As President Obama prepares to unveil two new executive orders aimed at narrowing the wage gap between men and women, press secretary Jay Carney defended the fact that women at the White House earn, on average, 88 cents for every dollar that men do.
"What I can tell you is that we have as an institution here have aggressively addressed this challenge, and obviously, though, at the 88 cents that you cite, that is not a hundred, but it is better than the national average," he said. "And when it comes to the bottom line that women who do the same work as men have to be paid the same, there is no question that that is happening here at the White House at every level."
Carney noted the White House has two deputy chiefs of staff — one male and one female — who earn the same salary, and more than half of its 16 department heads are women. Rather than framing the issue as one that the White House had to address, he added, "There’s work to be done across the country, and we need to engage on that."

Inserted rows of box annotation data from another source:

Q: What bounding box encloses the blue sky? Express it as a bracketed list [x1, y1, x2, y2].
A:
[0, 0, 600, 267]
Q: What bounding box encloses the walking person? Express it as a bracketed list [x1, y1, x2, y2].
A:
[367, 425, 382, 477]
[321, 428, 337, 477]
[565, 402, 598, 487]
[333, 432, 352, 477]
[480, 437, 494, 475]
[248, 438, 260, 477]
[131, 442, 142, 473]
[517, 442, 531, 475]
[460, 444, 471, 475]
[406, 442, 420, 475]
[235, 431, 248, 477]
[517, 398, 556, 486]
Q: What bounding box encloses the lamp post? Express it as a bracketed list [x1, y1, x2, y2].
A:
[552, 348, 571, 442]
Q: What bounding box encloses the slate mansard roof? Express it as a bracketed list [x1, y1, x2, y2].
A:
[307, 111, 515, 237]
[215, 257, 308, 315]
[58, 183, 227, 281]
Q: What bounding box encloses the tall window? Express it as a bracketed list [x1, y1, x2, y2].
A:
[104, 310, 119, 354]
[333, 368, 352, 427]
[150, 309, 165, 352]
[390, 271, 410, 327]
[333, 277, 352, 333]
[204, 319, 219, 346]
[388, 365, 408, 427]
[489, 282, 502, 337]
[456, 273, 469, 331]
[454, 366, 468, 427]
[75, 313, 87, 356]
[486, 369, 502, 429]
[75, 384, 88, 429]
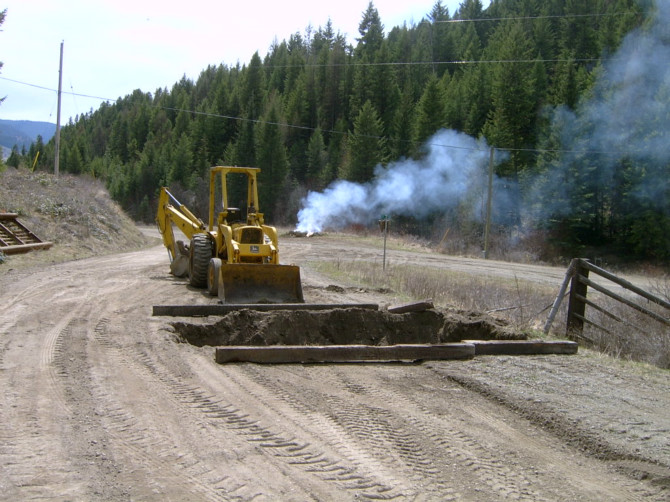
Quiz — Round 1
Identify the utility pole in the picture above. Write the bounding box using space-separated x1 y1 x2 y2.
484 147 495 260
54 42 64 177
379 215 389 270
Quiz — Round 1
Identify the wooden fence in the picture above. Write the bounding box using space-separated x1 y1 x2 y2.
544 258 670 338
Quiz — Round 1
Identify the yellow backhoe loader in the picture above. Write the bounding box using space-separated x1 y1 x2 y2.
156 166 304 303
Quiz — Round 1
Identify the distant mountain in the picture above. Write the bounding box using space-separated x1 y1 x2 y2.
0 119 56 150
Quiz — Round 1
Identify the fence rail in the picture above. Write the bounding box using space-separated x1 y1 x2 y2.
544 258 670 337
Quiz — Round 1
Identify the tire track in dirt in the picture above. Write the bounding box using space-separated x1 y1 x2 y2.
79 304 245 501
238 366 542 500
82 302 332 500
0 294 86 498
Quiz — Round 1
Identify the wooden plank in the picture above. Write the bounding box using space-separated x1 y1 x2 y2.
579 277 670 326
153 303 379 317
581 259 670 310
387 300 434 314
216 343 475 364
0 242 53 254
463 340 578 356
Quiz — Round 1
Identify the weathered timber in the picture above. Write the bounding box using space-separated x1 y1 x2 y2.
153 303 379 317
0 213 53 254
463 340 578 356
0 241 53 254
216 343 475 364
387 300 434 314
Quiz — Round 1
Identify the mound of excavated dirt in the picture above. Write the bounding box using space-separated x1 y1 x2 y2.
172 308 525 347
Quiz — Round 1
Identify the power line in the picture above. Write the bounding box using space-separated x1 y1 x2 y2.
433 12 630 24
0 76 117 102
0 72 625 155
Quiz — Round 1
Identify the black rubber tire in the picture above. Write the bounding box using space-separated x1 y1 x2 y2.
207 258 221 296
188 234 212 288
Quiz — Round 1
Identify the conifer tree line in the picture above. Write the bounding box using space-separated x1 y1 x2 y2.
15 0 670 260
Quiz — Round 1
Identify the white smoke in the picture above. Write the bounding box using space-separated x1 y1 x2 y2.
533 0 670 217
296 130 489 233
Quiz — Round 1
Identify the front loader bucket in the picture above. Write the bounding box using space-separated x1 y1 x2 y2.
219 263 305 303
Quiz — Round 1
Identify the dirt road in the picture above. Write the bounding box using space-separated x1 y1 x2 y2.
0 239 670 501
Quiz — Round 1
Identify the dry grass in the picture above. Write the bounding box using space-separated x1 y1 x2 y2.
582 289 670 369
314 241 670 369
315 261 556 331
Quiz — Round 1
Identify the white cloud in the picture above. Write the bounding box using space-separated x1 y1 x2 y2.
0 0 472 123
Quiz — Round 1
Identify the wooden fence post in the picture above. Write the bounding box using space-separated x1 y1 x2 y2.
566 258 589 337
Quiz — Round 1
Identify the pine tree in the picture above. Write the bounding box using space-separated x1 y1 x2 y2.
346 101 386 183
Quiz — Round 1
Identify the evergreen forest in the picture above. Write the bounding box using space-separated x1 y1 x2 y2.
8 0 670 263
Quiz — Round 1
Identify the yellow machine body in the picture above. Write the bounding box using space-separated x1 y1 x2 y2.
156 166 304 303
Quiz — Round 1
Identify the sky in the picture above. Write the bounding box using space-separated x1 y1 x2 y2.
0 0 478 124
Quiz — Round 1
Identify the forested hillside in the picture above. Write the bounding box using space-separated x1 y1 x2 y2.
11 0 670 260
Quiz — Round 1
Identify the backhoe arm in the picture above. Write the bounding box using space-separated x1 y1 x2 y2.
156 187 205 261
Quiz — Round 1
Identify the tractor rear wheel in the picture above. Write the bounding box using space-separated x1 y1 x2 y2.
188 234 212 288
207 258 221 296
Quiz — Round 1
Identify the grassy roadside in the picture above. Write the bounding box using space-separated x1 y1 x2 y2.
311 236 670 369
0 168 153 273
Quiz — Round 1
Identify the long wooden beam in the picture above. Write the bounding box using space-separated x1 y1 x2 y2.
215 343 475 364
153 303 379 317
0 241 53 254
463 340 579 356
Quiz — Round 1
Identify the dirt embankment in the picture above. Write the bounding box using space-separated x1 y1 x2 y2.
172 308 525 347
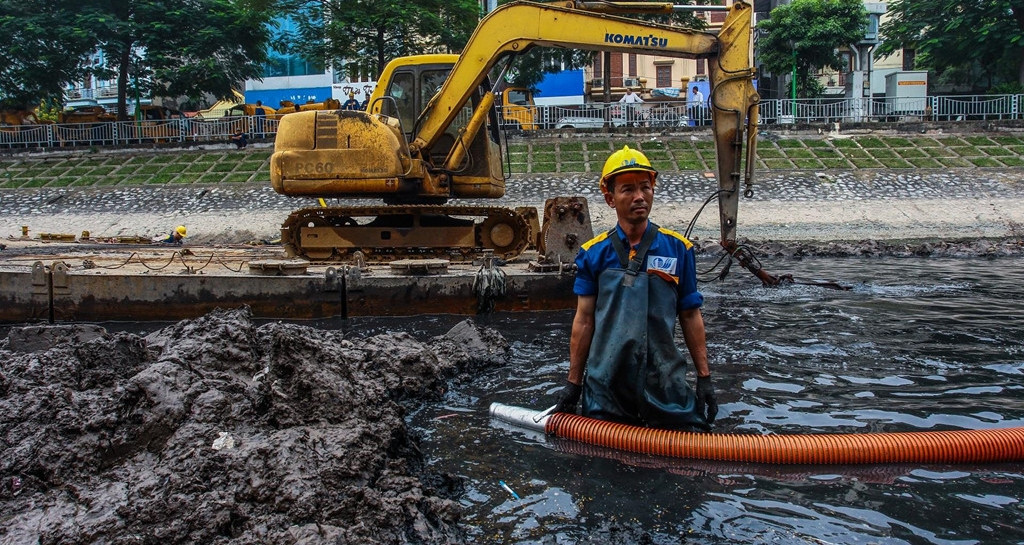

What accounts for the wage gap at 1600 Pennsylvania Avenue? It is probably part of what accounts for the broader discrepancy between men and women's salaries: Women often take time off or scale back their hours to take care of children, and make up a disproportionate share of employees in lower-earning professions.
Mark Perry, an economics professor at the University of Michigan-Flint and author of the AEI study, said coming up with a median salary average is "meaningless" whether you apply it to the national overall or the White House specifically.
Perry, a resident scholar at AEI, noted that the wage gap within the White House might "not be based on discrimination, but based on the fact that women and men are playing different roles within the organization."
When analysts factor in that variable, as well as others such as education and years of work experience, the gender gap narrows. According to these calculations, women lag anywhere between 5 and 12 percent behind their male counterparts.
One of Obama's upcoming executive orders will require federal contractors to report to the government or their employee compensation, and identify the sex and race of their workers. But Perry questioned whether that would be any more illuminating than the salary database the White House makes available to the public now.
"Why is that any different than what the White House is doing?" he asked. "Is that going to be enough to really uncover gender discrimination?"